The Pentagon announced Tuesday that it is activating active-duty units near Washington, D.C., amid escalating tensions and protests over George Floyd’s death.
The Defense Department said in a statement that Secretary Mark Esper authorized the movement of approximately 1,600 troops from Fort Bragg, N.C. and Fort Drum, N.Y.
The troops are stationed at military bases near Washington but are not in the district itself, Pentagon spokesman Jonathan Hoffman said in the statement.
They are on heightened alert status but are currently "not participating in defense support to civil authority operations," he said.
Defense Secretary Mark Esper emphasized in a message to all Pentagon personnel that the department is committed "to protecting the American people's right to freedom of speech and to peaceful assembly."
“I, like you, am steadfast in my belief that Americans who are frustrated, angry, and seeking to be heard must be ensured that opportunity. And like you, I am committed to upholding the rule of law and protecting life and liberty, so that the violent actions of a few do not undermine the rights and freedoms of law-abiding citizens,” he said.
The deployment is the latest development as the Trump administration seeks to quell protests across the country, with President Trump threatening to send in the military if governors and local leaders do not “get tough.”
The protests were sparked when video went viral of Floyd, an unarmed black man in Minneapolis, being pinned to the ground by his neck for several minutes during an arrest before ultimately becoming unresponsive and dying. Floyd was heard pleading for help and saying he could not breath while the officer knelt on top of him.
Many of the protests across the country have started peacefully during the day, but some have devolved into violence during the nighttime.
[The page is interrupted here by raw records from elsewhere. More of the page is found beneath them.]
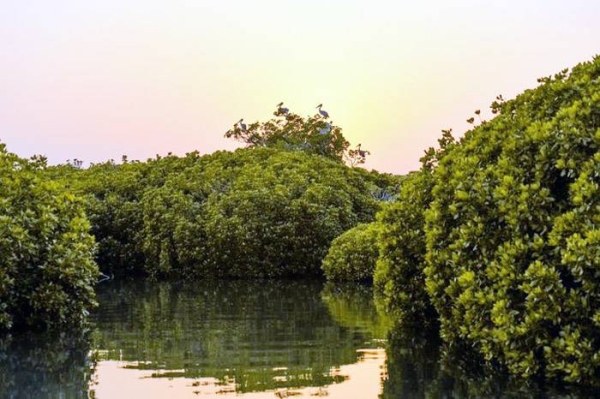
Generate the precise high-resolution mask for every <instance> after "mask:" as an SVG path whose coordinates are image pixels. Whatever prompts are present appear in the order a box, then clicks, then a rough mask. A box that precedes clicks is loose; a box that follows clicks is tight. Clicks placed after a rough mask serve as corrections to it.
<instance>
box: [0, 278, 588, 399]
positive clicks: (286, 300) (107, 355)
mask: <svg viewBox="0 0 600 399" xmlns="http://www.w3.org/2000/svg"><path fill="white" fill-rule="evenodd" d="M98 299H99V302H100V307H99V308H98V310H97V311H96V312H95V313H94V314H93V320H94V323H95V327H94V329H93V330H92V331H91V333H90V334H88V335H87V336H85V337H76V336H72V335H58V336H52V337H49V336H29V335H28V336H25V337H20V338H18V339H13V340H12V341H4V342H0V398H14V399H16V398H36V399H37V398H42V399H43V398H57V399H58V398H60V399H70V398H73V399H79V398H95V399H119V398H124V399H125V398H126V399H136V398H140V399H141V398H144V399H154V398H173V399H177V398H229V397H236V398H241V399H251V398H253V399H263V398H271V399H273V398H295V397H297V398H318V397H327V398H331V399H354V398H356V399H371V398H373V399H374V398H381V399H395V398H468V397H471V398H487V397H493V398H523V397H538V398H557V399H558V398H573V399H575V398H576V399H581V398H592V397H600V395H598V392H587V393H581V392H578V393H574V392H569V391H562V392H555V391H550V390H548V389H545V390H541V389H534V388H533V387H531V388H523V387H518V388H516V387H514V386H512V385H511V384H510V383H508V382H507V381H505V380H501V379H489V378H488V379H485V378H482V377H476V376H474V375H473V374H468V373H465V370H464V368H462V367H460V366H461V361H460V360H461V359H455V360H453V359H446V360H441V357H440V346H439V342H437V340H436V338H435V335H431V334H429V333H427V332H426V331H423V330H420V329H417V330H416V331H414V330H412V331H407V330H391V329H390V327H389V321H388V320H386V318H385V317H384V316H382V315H381V314H379V313H378V312H377V310H376V306H375V304H374V302H373V293H372V290H371V288H370V287H367V286H363V285H355V284H351V285H341V286H340V285H338V286H333V285H324V284H323V283H321V282H315V281H300V282H298V281H269V282H265V281H260V282H256V281H255V282H247V281H218V282H201V283H198V284H194V285H189V284H181V283H149V282H142V283H140V282H112V283H109V284H101V285H100V286H99V288H98Z"/></svg>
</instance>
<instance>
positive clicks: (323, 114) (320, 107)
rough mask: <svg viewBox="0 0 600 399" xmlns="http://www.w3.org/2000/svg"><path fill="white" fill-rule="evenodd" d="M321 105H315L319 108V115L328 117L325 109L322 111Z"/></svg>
mask: <svg viewBox="0 0 600 399" xmlns="http://www.w3.org/2000/svg"><path fill="white" fill-rule="evenodd" d="M322 106H323V104H319V105H317V109H318V110H319V113H320V114H321V116H322V117H323V118H325V119H327V118H329V114H328V113H327V111H323V110H322V109H321V107H322Z"/></svg>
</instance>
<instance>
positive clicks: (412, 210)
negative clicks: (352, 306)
mask: <svg viewBox="0 0 600 399" xmlns="http://www.w3.org/2000/svg"><path fill="white" fill-rule="evenodd" d="M439 144H440V148H439V149H438V150H437V151H436V150H434V149H429V150H428V151H427V153H426V155H425V156H424V157H423V158H422V159H421V162H422V163H423V166H422V168H421V169H420V170H419V171H417V172H412V173H410V174H408V175H407V176H405V177H404V178H403V180H402V184H401V188H400V194H399V200H398V201H395V202H392V203H390V204H387V205H386V206H385V207H384V208H383V209H382V210H381V211H380V212H379V213H378V214H377V223H378V224H379V225H380V226H381V227H380V233H379V258H378V259H377V263H376V268H375V273H374V278H373V282H374V285H375V288H376V293H377V295H378V297H379V298H380V300H381V301H382V302H383V306H384V307H385V308H386V309H387V311H389V312H392V313H393V314H394V315H395V317H396V318H397V319H398V320H397V322H398V323H400V324H415V323H419V324H432V323H435V321H436V319H437V318H436V315H435V311H434V310H433V307H432V305H431V302H430V300H429V296H428V294H427V292H426V289H425V275H424V273H423V269H424V267H425V253H426V242H425V211H426V209H427V208H428V206H429V204H430V203H431V200H432V197H431V190H432V188H433V185H434V183H435V180H434V178H433V175H432V173H433V170H434V167H435V166H436V162H437V159H440V158H442V157H443V155H444V154H445V152H446V151H447V150H448V149H449V148H451V147H452V145H453V144H454V139H453V138H452V136H451V132H450V131H449V130H448V131H444V134H443V137H442V138H441V139H440V140H439Z"/></svg>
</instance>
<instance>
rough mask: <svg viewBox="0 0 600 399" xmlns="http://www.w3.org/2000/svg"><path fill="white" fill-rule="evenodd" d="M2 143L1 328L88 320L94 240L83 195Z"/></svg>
mask: <svg viewBox="0 0 600 399" xmlns="http://www.w3.org/2000/svg"><path fill="white" fill-rule="evenodd" d="M44 166H45V161H44V160H43V159H42V158H36V159H34V160H33V161H27V160H24V159H21V158H18V157H17V156H15V155H14V154H11V153H9V152H7V151H6V149H5V146H4V144H0V330H6V329H11V328H32V327H35V328H45V327H49V326H58V325H64V324H80V323H82V322H84V321H85V319H86V316H87V310H88V309H89V308H90V307H92V306H93V305H94V304H95V300H94V291H93V284H94V282H95V280H96V276H97V273H98V269H97V266H96V264H95V263H94V262H93V249H94V240H93V238H92V237H91V236H90V235H89V223H88V221H87V219H86V218H85V215H84V212H83V207H82V204H81V201H79V200H78V199H76V198H75V197H74V196H73V195H72V194H70V193H67V192H65V191H63V190H61V189H59V187H58V186H57V185H56V184H55V183H52V182H48V181H46V180H45V179H44V178H43V177H42V176H41V172H40V169H41V168H43V167H44Z"/></svg>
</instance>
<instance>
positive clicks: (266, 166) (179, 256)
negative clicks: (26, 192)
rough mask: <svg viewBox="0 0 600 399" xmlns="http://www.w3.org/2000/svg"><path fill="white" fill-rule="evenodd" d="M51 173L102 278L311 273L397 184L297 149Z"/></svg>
mask: <svg viewBox="0 0 600 399" xmlns="http://www.w3.org/2000/svg"><path fill="white" fill-rule="evenodd" d="M51 169H52V170H51V171H49V172H48V174H49V175H50V176H51V177H52V178H55V179H57V180H60V181H62V184H64V185H66V186H68V187H69V188H70V189H72V190H74V191H75V192H77V193H78V194H80V195H81V196H83V197H84V198H86V211H87V213H88V215H89V218H90V221H91V222H92V233H93V234H94V235H95V236H96V240H97V242H98V244H99V252H98V257H97V260H98V263H99V264H100V267H101V268H102V271H103V272H104V273H107V274H125V275H131V274H136V273H144V274H150V275H154V276H159V275H172V276H193V277H196V278H198V277H200V278H202V277H211V276H212V277H215V276H233V277H275V276H290V275H317V274H320V273H321V270H320V265H321V262H322V260H323V258H324V256H325V255H326V253H327V250H328V248H329V245H330V244H331V241H332V240H333V239H334V238H335V237H337V236H338V235H340V234H341V233H343V232H344V231H346V230H348V229H350V228H352V227H353V226H355V225H356V224H357V223H360V222H369V221H372V220H373V218H374V214H375V212H376V211H377V210H378V209H379V204H380V203H381V200H382V199H386V198H387V197H390V196H392V195H393V194H394V190H395V186H396V184H397V179H395V178H394V177H392V176H390V175H385V174H380V173H376V172H367V171H365V170H363V169H360V168H350V167H347V166H346V165H344V164H343V163H342V162H339V160H338V161H334V160H332V159H328V158H327V157H324V156H321V155H316V154H310V153H306V152H303V151H286V150H281V149H277V148H259V147H256V148H245V149H240V150H237V151H235V152H225V151H220V152H216V153H214V154H211V155H206V156H202V157H200V156H198V154H197V153H191V154H188V155H186V156H185V157H181V158H179V157H175V156H168V157H164V158H157V159H152V160H149V161H147V162H127V163H123V164H121V165H117V164H115V163H114V162H106V163H103V164H99V165H93V166H92V167H90V168H89V169H87V170H79V169H77V168H74V167H71V166H69V165H62V166H59V167H55V168H51Z"/></svg>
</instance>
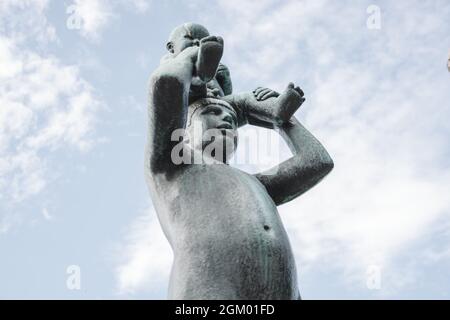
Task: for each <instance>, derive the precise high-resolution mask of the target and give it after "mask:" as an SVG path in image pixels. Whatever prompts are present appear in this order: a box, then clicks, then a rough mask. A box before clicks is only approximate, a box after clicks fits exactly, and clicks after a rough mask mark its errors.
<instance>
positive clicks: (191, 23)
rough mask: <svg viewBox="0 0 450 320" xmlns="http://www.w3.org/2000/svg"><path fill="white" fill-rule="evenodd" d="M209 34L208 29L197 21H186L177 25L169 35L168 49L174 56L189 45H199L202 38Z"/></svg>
mask: <svg viewBox="0 0 450 320" xmlns="http://www.w3.org/2000/svg"><path fill="white" fill-rule="evenodd" d="M207 36H209V32H208V30H207V29H206V28H205V27H204V26H202V25H200V24H197V23H192V22H189V23H184V24H182V25H181V26H178V27H176V28H175V29H174V30H173V31H172V32H171V33H170V36H169V41H168V42H167V45H166V47H167V50H169V52H170V53H172V54H173V55H174V56H176V55H178V54H179V53H180V52H181V51H183V50H184V49H186V48H188V47H192V46H194V45H198V44H199V42H200V40H201V39H203V38H204V37H207Z"/></svg>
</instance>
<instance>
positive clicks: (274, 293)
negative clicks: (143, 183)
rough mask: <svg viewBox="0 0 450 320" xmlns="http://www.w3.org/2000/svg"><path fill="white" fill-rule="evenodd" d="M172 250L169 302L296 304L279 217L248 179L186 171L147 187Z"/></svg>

Several buildings and businesses have been vandalized and looted, spurring Trump to call for a return to “law and order” and threatening to use the military to stop the violence.
Trump has drawn backlash and scrutiny after law enforcement officers deployed pepper balls and smoke canisters to disperse largely peaceful protesters near the White House on Monday night before he left the White House grounds to visit the nearby St. John's Episcopal Church, which had been vandalized the night before, to pose for a photo.
Esper told NBC News in an interview Tuesday that he was given no advance notice when Trump led him and other administration officials to the church.
“I thought I was going to do two things: to see some damage and to talk to the troops,” Esper told the network, referencing a bathroom in the park that had been vandalized. “I didn’t know where I was going. I wanted to see how much damage actually happened.”